Two more days until a college recruiter showed up to watch me — well, technically Jackson too, but still. This was supposed to be my moment, my chance to prove I wasn’t just some hometown player who peaked in high school.

And right now?

I was blowing it.

Coach’s voice still echoed in my head from yesterday’s practice.

“Carter! What the hell was that?”

He’d ripped into me after I missed a simple play — one I could run in my sleep. I’d tried to shake it off, to get my head back in the game, but it was like everything kept slipping through my fingers.

Noah Carter never slips.

But yesterday, I did. Badly.

And now Coach was on my ass, harder than ever.

One more mess-up and he’d bench me, recruiter or no recruiter.

I slammed my locker door shut, jaw tight.

I couldn’t let that happen. Not after everything I’d worked for.

Which meant one thing: no distractions.

And right now, Jessa Lombardi was the biggest distraction in my life.

I spotted her at the other end of the hall as I headed toward class.

She was standing with Mariah, laughing at something her friend said.

Her head was tipped back slightly, her hair catching the light, and for a split second, my chest squeezed so hard I almost stopped walking.

Almost.

I forced myself to keep moving.

Eyes forward.

No looking.

No thinking about how she’d felt standing so close to me by the bonfire.

No replaying that moment when we’d nearly kissed and wondering what it would’ve been like if I hadn’t said something stupid to ruin it.

I had to shut it down.

So when her gaze flicked up and met mine, I did the only thing I could.

I looked right past her.

Her smile faltered, just barely, before she turned back to Mariah like nothing happened.

But I saw it — that tiny flash of hurt.

And it nearly killed me.

By lunch, I’d perfected the act.

“Yeah, well,” I said tightly, “maybe if certain people weren’t standing on the sidelines distracting me—”
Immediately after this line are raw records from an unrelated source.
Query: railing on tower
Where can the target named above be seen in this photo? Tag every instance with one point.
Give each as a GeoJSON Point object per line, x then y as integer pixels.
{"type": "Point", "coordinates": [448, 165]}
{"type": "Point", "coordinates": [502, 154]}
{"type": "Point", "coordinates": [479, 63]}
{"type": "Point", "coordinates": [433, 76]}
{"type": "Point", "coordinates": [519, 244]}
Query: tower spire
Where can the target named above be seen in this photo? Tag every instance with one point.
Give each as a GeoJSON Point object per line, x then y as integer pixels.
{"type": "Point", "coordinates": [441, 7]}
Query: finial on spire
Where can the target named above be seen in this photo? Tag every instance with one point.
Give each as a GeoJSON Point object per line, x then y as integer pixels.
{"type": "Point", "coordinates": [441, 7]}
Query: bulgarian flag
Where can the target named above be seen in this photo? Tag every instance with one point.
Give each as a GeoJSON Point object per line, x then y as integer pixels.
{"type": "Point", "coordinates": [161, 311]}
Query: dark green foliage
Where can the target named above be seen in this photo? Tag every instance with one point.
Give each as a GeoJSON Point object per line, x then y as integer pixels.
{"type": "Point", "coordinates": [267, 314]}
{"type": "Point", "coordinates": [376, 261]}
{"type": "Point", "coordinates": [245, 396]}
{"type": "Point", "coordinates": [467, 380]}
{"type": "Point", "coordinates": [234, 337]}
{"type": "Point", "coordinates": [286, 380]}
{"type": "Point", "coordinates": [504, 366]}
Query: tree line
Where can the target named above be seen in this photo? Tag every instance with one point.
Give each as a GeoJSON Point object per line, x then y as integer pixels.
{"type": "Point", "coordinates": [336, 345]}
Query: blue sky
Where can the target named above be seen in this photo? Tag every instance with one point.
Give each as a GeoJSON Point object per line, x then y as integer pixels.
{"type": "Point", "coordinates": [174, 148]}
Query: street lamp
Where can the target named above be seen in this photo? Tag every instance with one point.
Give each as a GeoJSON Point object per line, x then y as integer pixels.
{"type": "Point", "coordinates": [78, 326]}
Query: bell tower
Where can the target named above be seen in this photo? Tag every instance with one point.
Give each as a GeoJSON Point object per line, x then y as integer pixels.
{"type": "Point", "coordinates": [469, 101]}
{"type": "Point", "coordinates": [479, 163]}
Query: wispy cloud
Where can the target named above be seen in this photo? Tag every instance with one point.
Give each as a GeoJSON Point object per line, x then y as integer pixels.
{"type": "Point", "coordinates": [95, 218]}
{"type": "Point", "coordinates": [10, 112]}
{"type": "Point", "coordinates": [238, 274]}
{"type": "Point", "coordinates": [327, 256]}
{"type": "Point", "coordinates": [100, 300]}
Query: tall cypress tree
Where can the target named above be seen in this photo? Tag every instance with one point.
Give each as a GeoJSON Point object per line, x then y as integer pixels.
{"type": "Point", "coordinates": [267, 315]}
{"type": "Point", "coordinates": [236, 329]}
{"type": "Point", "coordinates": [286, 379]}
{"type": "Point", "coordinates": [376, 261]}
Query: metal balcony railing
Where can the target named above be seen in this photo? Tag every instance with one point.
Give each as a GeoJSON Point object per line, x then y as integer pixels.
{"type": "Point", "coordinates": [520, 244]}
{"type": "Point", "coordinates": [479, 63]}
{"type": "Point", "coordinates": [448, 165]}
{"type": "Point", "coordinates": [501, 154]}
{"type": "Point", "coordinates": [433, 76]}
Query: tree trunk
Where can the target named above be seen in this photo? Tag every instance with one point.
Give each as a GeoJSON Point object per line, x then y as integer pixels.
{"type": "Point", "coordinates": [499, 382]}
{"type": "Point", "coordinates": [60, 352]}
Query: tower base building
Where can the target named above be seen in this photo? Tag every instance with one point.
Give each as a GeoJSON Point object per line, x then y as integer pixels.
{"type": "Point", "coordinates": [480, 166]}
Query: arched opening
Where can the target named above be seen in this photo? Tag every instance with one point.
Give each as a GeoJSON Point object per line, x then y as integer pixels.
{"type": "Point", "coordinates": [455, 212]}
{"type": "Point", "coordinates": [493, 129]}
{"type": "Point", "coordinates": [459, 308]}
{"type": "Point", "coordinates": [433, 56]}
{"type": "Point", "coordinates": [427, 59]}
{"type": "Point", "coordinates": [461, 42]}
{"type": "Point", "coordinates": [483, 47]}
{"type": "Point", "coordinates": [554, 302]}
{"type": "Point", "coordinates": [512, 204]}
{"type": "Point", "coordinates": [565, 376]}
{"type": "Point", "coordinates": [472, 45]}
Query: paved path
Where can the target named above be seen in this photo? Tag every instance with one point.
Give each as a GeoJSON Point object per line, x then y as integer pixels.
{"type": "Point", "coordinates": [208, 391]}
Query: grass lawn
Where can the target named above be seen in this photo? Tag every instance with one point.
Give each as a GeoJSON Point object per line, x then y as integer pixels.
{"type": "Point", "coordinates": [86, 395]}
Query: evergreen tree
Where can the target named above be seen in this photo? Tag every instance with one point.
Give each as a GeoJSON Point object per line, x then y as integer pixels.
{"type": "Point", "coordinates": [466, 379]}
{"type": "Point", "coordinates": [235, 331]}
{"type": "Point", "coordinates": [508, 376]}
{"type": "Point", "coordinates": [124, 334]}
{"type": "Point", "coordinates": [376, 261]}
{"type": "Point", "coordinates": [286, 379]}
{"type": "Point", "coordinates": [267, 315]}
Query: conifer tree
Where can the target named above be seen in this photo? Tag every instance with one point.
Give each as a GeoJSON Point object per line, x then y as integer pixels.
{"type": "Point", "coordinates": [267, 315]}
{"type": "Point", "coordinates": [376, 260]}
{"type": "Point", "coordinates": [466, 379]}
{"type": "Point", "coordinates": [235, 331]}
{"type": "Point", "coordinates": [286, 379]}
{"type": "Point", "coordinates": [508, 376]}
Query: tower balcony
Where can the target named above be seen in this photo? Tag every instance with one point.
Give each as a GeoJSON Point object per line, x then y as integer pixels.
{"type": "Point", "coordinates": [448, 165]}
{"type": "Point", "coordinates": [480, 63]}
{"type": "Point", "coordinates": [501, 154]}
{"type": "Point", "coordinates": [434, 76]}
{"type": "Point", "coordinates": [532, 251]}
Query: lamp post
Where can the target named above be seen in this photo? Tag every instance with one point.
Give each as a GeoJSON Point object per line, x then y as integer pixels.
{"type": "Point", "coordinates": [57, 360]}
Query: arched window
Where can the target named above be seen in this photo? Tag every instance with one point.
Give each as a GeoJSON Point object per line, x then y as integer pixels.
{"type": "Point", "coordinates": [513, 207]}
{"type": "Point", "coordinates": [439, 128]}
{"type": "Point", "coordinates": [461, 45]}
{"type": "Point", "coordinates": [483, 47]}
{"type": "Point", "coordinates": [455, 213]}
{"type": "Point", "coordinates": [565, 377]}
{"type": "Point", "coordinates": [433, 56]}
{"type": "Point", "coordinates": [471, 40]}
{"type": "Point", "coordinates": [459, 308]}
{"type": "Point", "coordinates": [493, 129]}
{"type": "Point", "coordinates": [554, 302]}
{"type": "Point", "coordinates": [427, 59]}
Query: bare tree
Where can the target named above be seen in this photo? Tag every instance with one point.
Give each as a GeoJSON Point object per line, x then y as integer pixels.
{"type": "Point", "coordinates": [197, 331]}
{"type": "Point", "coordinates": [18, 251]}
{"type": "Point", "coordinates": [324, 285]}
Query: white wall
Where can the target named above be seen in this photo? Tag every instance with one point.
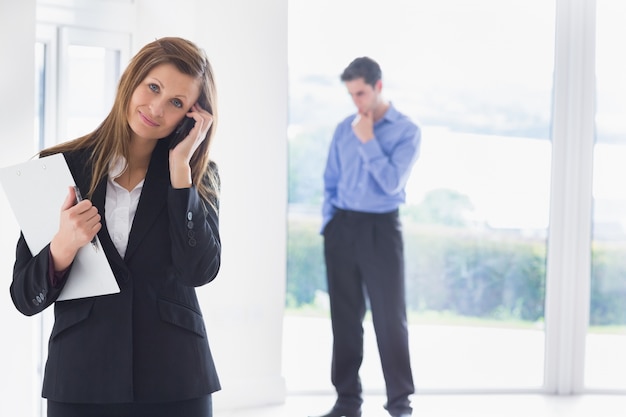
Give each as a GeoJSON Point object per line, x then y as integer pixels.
{"type": "Point", "coordinates": [247, 44]}
{"type": "Point", "coordinates": [18, 383]}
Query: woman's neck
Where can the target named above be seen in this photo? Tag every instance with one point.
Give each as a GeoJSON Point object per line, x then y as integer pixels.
{"type": "Point", "coordinates": [139, 154]}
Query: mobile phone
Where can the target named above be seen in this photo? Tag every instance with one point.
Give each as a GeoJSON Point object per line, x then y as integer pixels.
{"type": "Point", "coordinates": [181, 131]}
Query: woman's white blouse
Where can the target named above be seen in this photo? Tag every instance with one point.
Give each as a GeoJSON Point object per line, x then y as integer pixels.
{"type": "Point", "coordinates": [120, 207]}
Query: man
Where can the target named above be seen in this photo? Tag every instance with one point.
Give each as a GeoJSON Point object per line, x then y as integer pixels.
{"type": "Point", "coordinates": [369, 162]}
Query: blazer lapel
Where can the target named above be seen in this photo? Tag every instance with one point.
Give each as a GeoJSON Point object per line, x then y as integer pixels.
{"type": "Point", "coordinates": [115, 260]}
{"type": "Point", "coordinates": [153, 197]}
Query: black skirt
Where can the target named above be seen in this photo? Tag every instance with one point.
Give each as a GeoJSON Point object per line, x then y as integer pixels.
{"type": "Point", "coordinates": [200, 407]}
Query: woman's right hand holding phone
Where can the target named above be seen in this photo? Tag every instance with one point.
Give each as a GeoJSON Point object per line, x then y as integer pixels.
{"type": "Point", "coordinates": [79, 223]}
I cut myself off so fast my teeth clicked.

Jackson raised an eyebrow. “What?”

“Nothing.” I shoved a fry in my mouth before I could say anything else.

The last thing I needed was Jackson sniffing around and putting two and two together about me and his sister.

Especially when there wasn’t even a me and his sister.

Not really.

As lunch went on, I kept my head down, sticking to safe topics — football, the game, Coach’s impossible drills.

I didn’t laugh at Daniel’s jokes, didn’t glance in Jessa’s direction, didn’t do anything that might give me away.

I was Noah Carter, focused and ready.

A machine.

At least, that’s what I told myself.

But when the bell rang and we all got up to leave, I couldn’t help it.

I looked over one last time.

Jessa was already gone.

And the empty space where she’d been felt like a punch straight to the gut.